Ich beschäftige mich seit über fünf Jahren mit Notfallvorsorge. Nicht theoretisch. Praktisch. Den 31-stündigen Stromausfall 2019 in Berlin-Köpenick habe ich selbst miterlebt. Im Februar. Ohne Heizung. Na ja, nicht ganz ohne Heizung — aber bei 8 Grad in der Wohnung merkt man schnell, was Vorbereitung wert ist.
Ein Notfallrucksack ist keine Anschaffung für paranoide Weltuntergangspropheten. Ehrlich gesagt nervt mich diese Vorstellung. Es geht um reale Situationen: Hochwasser, Stromausfälle, Waldbrände wie 2022 in Brandenburg. Das Bundesamt für Bevölkerungsschutz und Katastrophenhilfe (BBK) empfiehlt ausdrücklich, ein Notgepäck vorzubereiten. Nach dem Ahrtal wurde diese Empfehlung europaweit verstärkt.
In dieser Anleitung zeige ich Ihnen Schritt für Schritt, wie Sie Ihren Notfallrucksack packen. Gewichtsverteilung. Packordnung. Praktische Tipps, die ich in Gesprächen mit THW-Mitarbeitern und aus der Prepper-Community gesammelt habe.
Was Sie vor dem Packen benötigen
Wichtig: Beim Notfallrucksack Packen gilt die Faustregel: maximal 15 % des Körpergewichts, damit Sie auch über längere Strecken mobil bleiben.

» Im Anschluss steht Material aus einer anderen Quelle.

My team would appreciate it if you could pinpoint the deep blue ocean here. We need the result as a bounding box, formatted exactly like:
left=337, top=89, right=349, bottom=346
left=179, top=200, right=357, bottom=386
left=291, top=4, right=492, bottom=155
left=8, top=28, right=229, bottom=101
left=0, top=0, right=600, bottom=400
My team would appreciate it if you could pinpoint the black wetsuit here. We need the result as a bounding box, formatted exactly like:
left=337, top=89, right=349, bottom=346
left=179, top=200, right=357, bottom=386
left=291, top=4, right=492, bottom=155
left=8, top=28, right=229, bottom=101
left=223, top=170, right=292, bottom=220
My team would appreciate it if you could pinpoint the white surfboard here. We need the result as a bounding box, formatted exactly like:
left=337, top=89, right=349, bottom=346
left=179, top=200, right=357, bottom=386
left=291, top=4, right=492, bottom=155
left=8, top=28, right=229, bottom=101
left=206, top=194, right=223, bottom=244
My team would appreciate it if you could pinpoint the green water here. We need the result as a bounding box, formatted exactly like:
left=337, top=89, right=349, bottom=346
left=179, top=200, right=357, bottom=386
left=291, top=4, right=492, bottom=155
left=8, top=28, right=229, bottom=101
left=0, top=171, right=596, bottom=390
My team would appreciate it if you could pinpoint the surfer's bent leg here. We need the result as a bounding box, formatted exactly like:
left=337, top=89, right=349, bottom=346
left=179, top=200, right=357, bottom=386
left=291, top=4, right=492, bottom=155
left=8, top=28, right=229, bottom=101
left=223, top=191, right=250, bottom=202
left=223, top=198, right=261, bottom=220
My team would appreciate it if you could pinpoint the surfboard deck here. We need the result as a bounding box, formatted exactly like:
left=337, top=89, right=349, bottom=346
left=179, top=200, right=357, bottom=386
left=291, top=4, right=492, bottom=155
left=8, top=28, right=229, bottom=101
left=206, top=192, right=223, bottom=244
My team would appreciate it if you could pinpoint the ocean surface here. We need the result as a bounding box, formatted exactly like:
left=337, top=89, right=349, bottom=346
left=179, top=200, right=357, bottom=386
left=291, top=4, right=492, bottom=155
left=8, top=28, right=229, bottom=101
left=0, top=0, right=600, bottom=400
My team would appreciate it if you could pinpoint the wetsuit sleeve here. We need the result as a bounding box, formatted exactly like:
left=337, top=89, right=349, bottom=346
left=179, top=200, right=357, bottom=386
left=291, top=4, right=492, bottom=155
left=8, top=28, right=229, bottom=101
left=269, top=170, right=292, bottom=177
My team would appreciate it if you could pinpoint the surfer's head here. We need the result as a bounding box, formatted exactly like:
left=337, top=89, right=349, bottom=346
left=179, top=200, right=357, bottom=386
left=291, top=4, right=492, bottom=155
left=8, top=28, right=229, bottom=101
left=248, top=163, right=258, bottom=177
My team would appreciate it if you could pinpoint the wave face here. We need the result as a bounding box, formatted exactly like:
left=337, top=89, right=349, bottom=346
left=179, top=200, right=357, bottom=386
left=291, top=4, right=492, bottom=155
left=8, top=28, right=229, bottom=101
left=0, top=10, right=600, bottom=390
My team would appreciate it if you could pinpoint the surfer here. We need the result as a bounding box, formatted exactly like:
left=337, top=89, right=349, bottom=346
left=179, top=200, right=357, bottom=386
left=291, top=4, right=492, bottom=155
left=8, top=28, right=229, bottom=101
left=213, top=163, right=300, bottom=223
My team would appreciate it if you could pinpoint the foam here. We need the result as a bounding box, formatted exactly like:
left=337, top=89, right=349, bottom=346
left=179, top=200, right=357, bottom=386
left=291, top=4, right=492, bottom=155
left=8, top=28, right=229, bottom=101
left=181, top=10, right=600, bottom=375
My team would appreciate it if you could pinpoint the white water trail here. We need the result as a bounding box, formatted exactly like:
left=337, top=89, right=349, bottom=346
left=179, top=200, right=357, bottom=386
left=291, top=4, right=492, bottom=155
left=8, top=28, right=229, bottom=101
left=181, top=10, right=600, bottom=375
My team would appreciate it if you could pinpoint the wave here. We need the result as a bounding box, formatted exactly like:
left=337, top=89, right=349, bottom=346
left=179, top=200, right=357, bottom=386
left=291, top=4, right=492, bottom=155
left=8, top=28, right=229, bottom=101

Drei Dinge brauchen Sie: den richtigen Rucksack, passende Hilfsmittel und einen realistischen Budgetplan. Mal ehrlich, ohne diese Vorbereitung wird das nichts Ordentliches.
Den richtigen Rucksack wählen
Das Volumen sollte zwischen 30 und 45 Litern liegen. Für einen einzelnen Erwachsenen reicht kleiner, für Familien oder längere Evakuierungen brauchen Sie mehr Platz.
Achten Sie auf einen breiten, gepolsterten Beckengurt. Das ist der Punkt. Ohne den verlagert sich kein Gewicht von den Schultern auf die Hüfte. Und das wird nach 500 Metern zur Qual. Bei einer Übungswanderung mit 12 kg habe ich das am eigenen Leib erfahren: Nach einem Kilometer schmerzte die Schulter, nach zwei lag der Rucksack auf dem Boden.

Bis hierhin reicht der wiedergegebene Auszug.